CAMERA prompts a correction of an AP article which cherry-picked a gloomy, disputed and dated figure about the Gaza Strip's food security situation. The news agency's clarification that the IPC figure is older than originally reported reached over 100 news sites across the U.S. and beyond.
CAMERA's Christmas correction at the Associated Press reaches well over 180 media outlets in the United States and beyond. While Pope Leo referred to "Palestine," the news agency amended the article to more accurately refer to "the Palestinian territories."
Lesson learned? A CAMERA-prompted AP correction on "Palestine" terminology appearing in an education story reaches more than 30 secondary media outlets.
UPDATE: CAMERA prompts correction at ABC after the network reported as fact a disputed allegation that Israel hit a U.N. facility in Deir Al-Balah, killing a U.N. worker. The amended article acknowledges Israel's denial that it operated in that area.
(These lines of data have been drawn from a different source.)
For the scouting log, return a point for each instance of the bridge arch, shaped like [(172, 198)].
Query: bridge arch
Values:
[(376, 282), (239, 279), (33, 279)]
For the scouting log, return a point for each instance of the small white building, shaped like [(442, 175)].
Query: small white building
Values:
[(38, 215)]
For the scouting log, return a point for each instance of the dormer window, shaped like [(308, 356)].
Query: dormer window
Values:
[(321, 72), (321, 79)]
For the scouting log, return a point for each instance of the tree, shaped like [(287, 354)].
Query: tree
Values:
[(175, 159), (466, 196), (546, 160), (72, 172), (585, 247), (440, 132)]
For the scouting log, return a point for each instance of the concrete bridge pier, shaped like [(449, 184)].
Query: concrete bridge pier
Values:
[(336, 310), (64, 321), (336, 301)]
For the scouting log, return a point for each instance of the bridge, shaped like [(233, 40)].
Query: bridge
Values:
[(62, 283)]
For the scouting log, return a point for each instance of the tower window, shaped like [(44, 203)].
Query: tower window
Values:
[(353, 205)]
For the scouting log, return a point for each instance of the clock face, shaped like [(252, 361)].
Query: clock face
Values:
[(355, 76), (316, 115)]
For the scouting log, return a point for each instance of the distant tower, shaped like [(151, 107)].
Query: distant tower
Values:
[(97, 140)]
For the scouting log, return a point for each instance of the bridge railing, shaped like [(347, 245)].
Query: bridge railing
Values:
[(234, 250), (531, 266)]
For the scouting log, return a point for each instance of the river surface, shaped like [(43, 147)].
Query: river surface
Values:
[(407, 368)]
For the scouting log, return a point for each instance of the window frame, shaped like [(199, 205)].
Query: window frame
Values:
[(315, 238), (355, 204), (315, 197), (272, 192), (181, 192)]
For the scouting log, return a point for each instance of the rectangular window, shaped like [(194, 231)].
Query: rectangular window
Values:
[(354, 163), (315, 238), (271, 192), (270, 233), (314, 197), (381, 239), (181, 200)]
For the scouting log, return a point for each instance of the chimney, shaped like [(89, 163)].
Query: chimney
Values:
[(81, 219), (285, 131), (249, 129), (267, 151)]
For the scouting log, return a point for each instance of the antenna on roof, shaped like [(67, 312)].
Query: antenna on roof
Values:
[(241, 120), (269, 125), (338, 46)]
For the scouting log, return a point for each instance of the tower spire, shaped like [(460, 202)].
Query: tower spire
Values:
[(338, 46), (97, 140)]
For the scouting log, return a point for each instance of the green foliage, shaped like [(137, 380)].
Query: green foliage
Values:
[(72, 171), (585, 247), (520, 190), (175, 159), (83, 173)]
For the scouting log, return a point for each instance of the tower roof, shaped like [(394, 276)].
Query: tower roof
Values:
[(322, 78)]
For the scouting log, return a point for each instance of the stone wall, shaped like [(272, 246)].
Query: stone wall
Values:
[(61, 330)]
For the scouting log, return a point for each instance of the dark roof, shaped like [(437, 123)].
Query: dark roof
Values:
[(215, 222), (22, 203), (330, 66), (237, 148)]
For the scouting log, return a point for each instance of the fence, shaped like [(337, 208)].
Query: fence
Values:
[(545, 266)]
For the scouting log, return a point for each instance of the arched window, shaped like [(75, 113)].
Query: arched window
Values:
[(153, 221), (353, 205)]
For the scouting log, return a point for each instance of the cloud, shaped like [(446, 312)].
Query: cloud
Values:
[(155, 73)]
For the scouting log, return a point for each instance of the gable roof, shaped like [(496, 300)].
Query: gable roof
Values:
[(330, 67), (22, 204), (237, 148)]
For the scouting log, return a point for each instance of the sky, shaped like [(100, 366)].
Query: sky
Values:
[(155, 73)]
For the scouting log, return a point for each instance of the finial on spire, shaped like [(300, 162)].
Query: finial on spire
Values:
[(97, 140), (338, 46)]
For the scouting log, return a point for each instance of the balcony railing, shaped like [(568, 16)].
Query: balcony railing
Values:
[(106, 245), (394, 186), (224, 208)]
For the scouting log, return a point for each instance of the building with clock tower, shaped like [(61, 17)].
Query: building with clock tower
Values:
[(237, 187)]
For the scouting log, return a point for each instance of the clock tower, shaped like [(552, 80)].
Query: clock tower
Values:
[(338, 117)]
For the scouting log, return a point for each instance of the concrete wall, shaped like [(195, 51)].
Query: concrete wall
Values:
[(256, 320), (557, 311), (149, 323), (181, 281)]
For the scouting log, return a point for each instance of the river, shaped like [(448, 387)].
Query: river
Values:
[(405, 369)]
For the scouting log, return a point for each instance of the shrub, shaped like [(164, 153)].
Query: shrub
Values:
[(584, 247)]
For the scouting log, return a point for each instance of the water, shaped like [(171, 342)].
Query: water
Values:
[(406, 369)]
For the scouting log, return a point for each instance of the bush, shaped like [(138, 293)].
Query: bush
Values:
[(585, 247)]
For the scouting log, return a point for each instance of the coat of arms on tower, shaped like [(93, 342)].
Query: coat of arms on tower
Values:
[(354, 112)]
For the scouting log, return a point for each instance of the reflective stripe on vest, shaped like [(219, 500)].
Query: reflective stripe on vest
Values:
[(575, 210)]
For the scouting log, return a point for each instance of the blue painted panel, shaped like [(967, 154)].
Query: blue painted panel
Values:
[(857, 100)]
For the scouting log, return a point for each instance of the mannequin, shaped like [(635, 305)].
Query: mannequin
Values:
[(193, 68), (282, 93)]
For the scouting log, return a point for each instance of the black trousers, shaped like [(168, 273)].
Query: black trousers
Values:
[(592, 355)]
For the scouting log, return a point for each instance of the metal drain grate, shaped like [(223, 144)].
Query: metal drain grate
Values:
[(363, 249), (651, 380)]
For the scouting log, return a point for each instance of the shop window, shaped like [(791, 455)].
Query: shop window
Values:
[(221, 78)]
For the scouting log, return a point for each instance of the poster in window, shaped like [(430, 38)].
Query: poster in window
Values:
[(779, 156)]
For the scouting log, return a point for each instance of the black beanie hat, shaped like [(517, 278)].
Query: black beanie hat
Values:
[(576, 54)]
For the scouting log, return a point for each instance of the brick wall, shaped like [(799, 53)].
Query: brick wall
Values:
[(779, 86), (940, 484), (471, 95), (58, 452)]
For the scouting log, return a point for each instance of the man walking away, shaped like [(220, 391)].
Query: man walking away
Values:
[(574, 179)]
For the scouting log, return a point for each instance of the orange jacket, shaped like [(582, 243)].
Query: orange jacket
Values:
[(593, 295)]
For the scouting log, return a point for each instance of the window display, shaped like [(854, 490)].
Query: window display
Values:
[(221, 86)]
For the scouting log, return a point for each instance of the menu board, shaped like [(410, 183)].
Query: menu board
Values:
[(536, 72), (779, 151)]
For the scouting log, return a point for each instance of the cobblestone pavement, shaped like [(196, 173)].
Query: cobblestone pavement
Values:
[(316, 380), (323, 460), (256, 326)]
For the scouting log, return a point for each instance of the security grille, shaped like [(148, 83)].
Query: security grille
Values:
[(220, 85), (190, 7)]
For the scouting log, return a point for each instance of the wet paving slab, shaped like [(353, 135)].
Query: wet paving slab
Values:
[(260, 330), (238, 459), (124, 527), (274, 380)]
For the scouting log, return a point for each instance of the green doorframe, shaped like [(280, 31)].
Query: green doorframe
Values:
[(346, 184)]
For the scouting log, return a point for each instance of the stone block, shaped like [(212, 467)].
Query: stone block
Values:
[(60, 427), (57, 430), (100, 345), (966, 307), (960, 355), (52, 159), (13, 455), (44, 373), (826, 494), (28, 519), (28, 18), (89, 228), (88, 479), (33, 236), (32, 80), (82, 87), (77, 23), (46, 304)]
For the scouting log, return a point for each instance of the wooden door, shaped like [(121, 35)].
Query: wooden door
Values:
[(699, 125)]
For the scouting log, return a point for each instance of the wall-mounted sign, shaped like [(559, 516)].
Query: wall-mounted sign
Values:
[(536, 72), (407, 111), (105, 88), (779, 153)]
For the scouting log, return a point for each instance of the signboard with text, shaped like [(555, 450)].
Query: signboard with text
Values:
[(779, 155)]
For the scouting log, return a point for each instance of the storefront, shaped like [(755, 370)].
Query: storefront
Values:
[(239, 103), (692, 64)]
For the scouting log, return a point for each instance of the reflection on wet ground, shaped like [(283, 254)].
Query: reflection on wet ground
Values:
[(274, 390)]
CAMERA prompts correction of an AP article which had erased the deadly crime of released Palestinian prisoner Imad Abu Aliya. Nearly 50 secondary media outlets also corrected, clarifying that the terrorist was convicted for intentional manslaughter and incitement, not simply affiliation with Hamas.
After CAMERA prompts a significant correction of AP's absurd assertion that "[i]nternational law gives Palestinian refugees and their descendants the right to return to their homes," several dozens secondary media outlets correct.
More than 80 North American news outlets publish an Associated Press correction prompted by CAMERA after the wire service falsely reported that the civilian death toll in the Gaza Strip has exceeded 40,000. The scores of corrections are the most that CAMERA has prompted at once from a single wire service story.
After CAMERA's communication with senior editors, ABC corrected a piece that had wrongly suggested Israel was in violation of a ceasefire agreement that had not yet come into effect.
ABC thoroughly corrects after reporting that Hamas targeted "settlers," uncritically parroting Hamas' false claim that "all" of its fired rockets landed in Israel, and inventing that Gazans who don't flee the north face the "wrath of 400,000 Israeli soldiers."